Ensinamentos a recolher do legado de Leolinda Daltro 


Como antes assinalado, cumpre destacar a necessária contextualização da vida e da obra de Leolinda de Figueiredo Daltro, como, aliás de qualquer outra figura de intérprete de nossa sociedade. Ao destacarmos sua múltipla contribuição - como professora, como feminista, como sulfragistra e como defensora da causa indígena -, o fazemos tomando em consideração as condições históricas em que desempenhou cada uma daquelas atuações. Com efeito, a segunda metade do século XIX estava, em grande medida, impregnada pela ideologia dominante de então, inclusive, pelo embate entre a hegemonia exercida pela Igreja Católica e pelo Positivismo, principal referencial da nascente República, à qual Leolinda Daltro, a exemplo de tantas outras figuras, esteve mais articulada.


De um lado, importa reconhecer seu posicionamento político em busca de emancipação enquanto mulher, enquanto cidadã, enquanto sufragista, enquanto política, tendo tido a bravura de fundar um partido - Partido Republicano Feminino.


Por outro lado, ao reconhecermos a bravura de sua luta pela causa indígena, contrapondo-se a política educacional hegemonizada pela Igreja Católica, extensiva aos povos indígenas, Leolinda Daltro, em sua ardorosa defesa da alfabetização laica dos povos originários, não tinha como apresentar-se isenta da influência positivista de então, por meio da qual pretendia “civilizar” os povos originários.

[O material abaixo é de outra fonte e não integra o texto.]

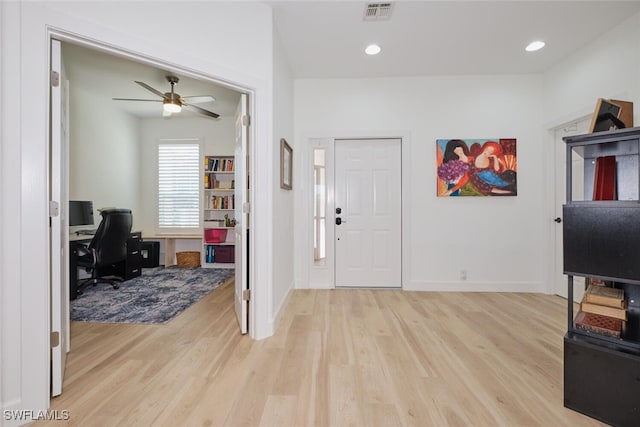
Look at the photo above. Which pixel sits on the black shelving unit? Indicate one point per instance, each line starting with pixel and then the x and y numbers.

A este propósito, resulta sintomática a tese principal que sustentou, em sua “Memória” apresentada por ocasião do primeiro Congresso Brasieliro de Geografia, realizado no Rio de Janeiro, em 1909, em que na construção argumentativa da fundamentação de sua proposta de “Delimitar nas regiões habitadas por indígenas, um território autóctone; e que sejam esses Silvícolas incorporados na sociedade dos homens civilizados”, ela se dizia “Convicta da vantagem no aproveitamento do elemento para o povoamento do solo; Convicta da vantagem para o progresso nacional, da civilização dos Silvícolas; convicta da atualidade, para a constituição étnica da nacionalidade brasileira, da assimilação do elemento autóctone; convicta da necessidade da catequese absolutamente leiga para educar e civilizar esses raças primitivas.” Em outras palavras contrapondo - se à hegemonia eclesiástica, Leolinda Daltro assumia a ideologia positivista, segundo a qual a libertação dos povos originários seria assegurada por sua integração à civilização ocidental…


Outro aspecto a destacar de sua militância política tem a ver com sua aposta de superação das desigualdades de gênero pela via partidária, sem tomar na devida conta aquele contexto político - ainda hoje hegemônico - de extrema dominação machista, de escuríssima possibilidade de libertação das mulheres. Ainda hoje, predomina largamente, entre aqueles e aquelas que tudo apostam na libertação feminina pela via parlamentar… Aliás tal equívoco não se dá apenas no que concerne a esfera das relações sociais de gênero, mas também nas relações étnicas, nas relações espaciais, nas relações etárias e outras, vez que o forte dessas apostas equivocadas se dá sob o domínio do Estado, pilastra - mestra “junto com o Mercado capitalista - “ para a manutenção e o fortalecimento do atual modo de produção, de consumo e de gestão societal. 


Cada vez mais diante dos antigos e novos desafios, nos sentimos interpelados , não tanto a priorizar os embates pela via dos espaços estatais (Executivo, Legislativo, Judiciário, aparelhos repressivos e ideológicos…), mas interpelados a priorizar nossa ação transformadora em articulação com nossas organizações de base, especialmente os movimentos Populares do Campo e da cidade comprometidos pelas suas lutas com um novo projeto de sociabilidade, alternativo a barbárie capitalista.